Re: Detect the Charset of an file

Replies are listed 'Best First'.
Re^2: Detect the Charset of an file by endymion (Acolyte) on Oct 21, 2013 at 13:52 UTC
Yes i tried this code, but I don't get anything back. The problem is we have some special characters always in our data files. Now we have already a recode to utf8, but it's very strange, when the original file is already utf8 and we do the recode also, we get very bad characters. I only need some code to detect if the file is already utf8, then we don't do the recode.	[reply]
Re^3: Detect the Charset of an file by Corion (Patriarch) on Oct 21, 2013 at 13:59 UTC
`->getresult` is documented as Returns the name of the detected charset or undef if no charset has (yet) been decided upon. So if you "don't get anything back", this is most likely because the detector has not yet seen enough data to determine whether the input is utf8 or something else. My advice is to look at your specific input data, and to remove the "special characters always in our data files", unless by these "special characters" you mean "text that we want to display". Once you have extracted the text in question, you can use some heuristics to find out if it looks like (valid) utf8, and then avoid double-encoding ("Mojibake"). Finding out if some random byte sequences are valid utf8 is most easily done by taking some non-utf8-strings, encoding them and then dumping the bytes. If you check then your new data against those byte sequences, you can likely determine whether your input already has been encoded or not.	[reply] [d/l]
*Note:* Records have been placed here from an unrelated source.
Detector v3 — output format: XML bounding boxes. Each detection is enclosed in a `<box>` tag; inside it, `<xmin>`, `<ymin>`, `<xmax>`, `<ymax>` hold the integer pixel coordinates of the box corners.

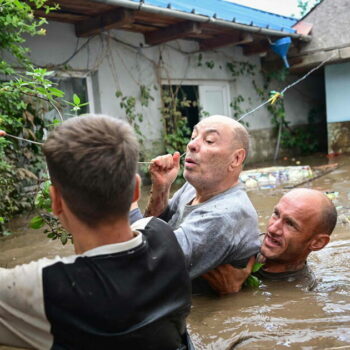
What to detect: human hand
<box><xmin>149</xmin><ymin>152</ymin><xmax>180</xmax><ymax>190</ymax></box>
<box><xmin>202</xmin><ymin>256</ymin><xmax>255</xmax><ymax>295</ymax></box>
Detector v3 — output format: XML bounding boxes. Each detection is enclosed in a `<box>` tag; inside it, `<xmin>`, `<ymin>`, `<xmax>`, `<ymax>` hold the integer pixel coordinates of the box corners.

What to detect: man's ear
<box><xmin>309</xmin><ymin>233</ymin><xmax>330</xmax><ymax>251</ymax></box>
<box><xmin>50</xmin><ymin>186</ymin><xmax>63</xmax><ymax>216</ymax></box>
<box><xmin>132</xmin><ymin>174</ymin><xmax>141</xmax><ymax>203</ymax></box>
<box><xmin>230</xmin><ymin>148</ymin><xmax>246</xmax><ymax>170</ymax></box>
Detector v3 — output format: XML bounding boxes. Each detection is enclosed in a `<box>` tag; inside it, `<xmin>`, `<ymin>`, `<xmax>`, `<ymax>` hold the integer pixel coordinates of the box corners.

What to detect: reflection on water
<box><xmin>0</xmin><ymin>156</ymin><xmax>350</xmax><ymax>350</ymax></box>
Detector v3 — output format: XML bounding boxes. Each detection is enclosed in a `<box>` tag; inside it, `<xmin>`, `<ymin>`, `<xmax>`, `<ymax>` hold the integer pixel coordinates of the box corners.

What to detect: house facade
<box><xmin>291</xmin><ymin>0</ymin><xmax>350</xmax><ymax>154</ymax></box>
<box><xmin>22</xmin><ymin>0</ymin><xmax>322</xmax><ymax>162</ymax></box>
Re^4: Detect the Charset of an file by endymion (Acolyte) on Oct 21, 2013 at 14:14 UTC
I try this tomorrow. Maybe it works. Very bad that it doesn't work with sending the whole file $file as argument to the module.	[reply]
Re^3: Detect the Charset of an file by graff (Chancellor) on Oct 23, 2013 at 05:21 UTC
You said: I only need some code to detect if the file is already utf8, then we don't do the recode. The easiest way to check whether your data is utf8 is to read it as "raw" and try decoding it from utf8. If that succeeds, the data is clearly utf8. The reason why this is a good solution is that non-ASCII, non-utf8 data will virtually ALWAYS throw an error if you try to interpret it as utf8 data. `use Encode; open( my $fh, "<:raw", $filename ) or die; local $/; $_ = <$fh>; eval { $_ = decode( 'utf8', $_, Encode::FB_CROAK ) }; if ( $@ ) { print "$filename is NOT UTF8\n"; } else { print "$filename IS UTF8\n"; }` [download] Note that when given an ASCII file, the above will say "$filename IS UTF8", which of course is true. UPDATE: Just noticed a missing semi-colon at the end of the eval block -- fixed it.	[reply] [d/l]
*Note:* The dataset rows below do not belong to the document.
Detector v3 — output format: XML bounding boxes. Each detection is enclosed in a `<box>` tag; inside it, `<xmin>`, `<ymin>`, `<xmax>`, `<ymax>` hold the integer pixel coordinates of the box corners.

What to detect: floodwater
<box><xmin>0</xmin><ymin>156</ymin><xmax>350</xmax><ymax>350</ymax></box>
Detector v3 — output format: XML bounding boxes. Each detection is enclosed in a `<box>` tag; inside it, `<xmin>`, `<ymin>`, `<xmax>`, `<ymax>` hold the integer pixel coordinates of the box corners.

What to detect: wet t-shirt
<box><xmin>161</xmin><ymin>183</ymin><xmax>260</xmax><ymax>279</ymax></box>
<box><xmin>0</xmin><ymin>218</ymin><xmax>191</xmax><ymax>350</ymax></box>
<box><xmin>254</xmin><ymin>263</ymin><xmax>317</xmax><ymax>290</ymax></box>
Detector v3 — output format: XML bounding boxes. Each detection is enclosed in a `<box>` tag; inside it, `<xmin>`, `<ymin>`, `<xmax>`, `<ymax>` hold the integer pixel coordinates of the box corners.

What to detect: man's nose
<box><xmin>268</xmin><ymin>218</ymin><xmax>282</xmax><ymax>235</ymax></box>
Re^4: Detect the Charset of an file by endymion (Acolyte) on Oct 23, 2013 at 06:48 UTC
Hello graff, I tried your great stuff, but I get another bug. I'll try now with file -i with system.	[reply]
Re^5: Detect the Charset of an file by graff (Chancellor) on Oct 23, 2013 at 21:00 UTC
Re^4: Detect the Charset of an file by Anonymous Monk on Oct 24, 2013 at 13:47 UTC
No Problem. I have seen this by myself and fixed it in the script. Maybe your great script helps others with the same problems. I have solved it with system file -i, works great and I have no problem with the xml parser. Thanks for your great help.	[reply]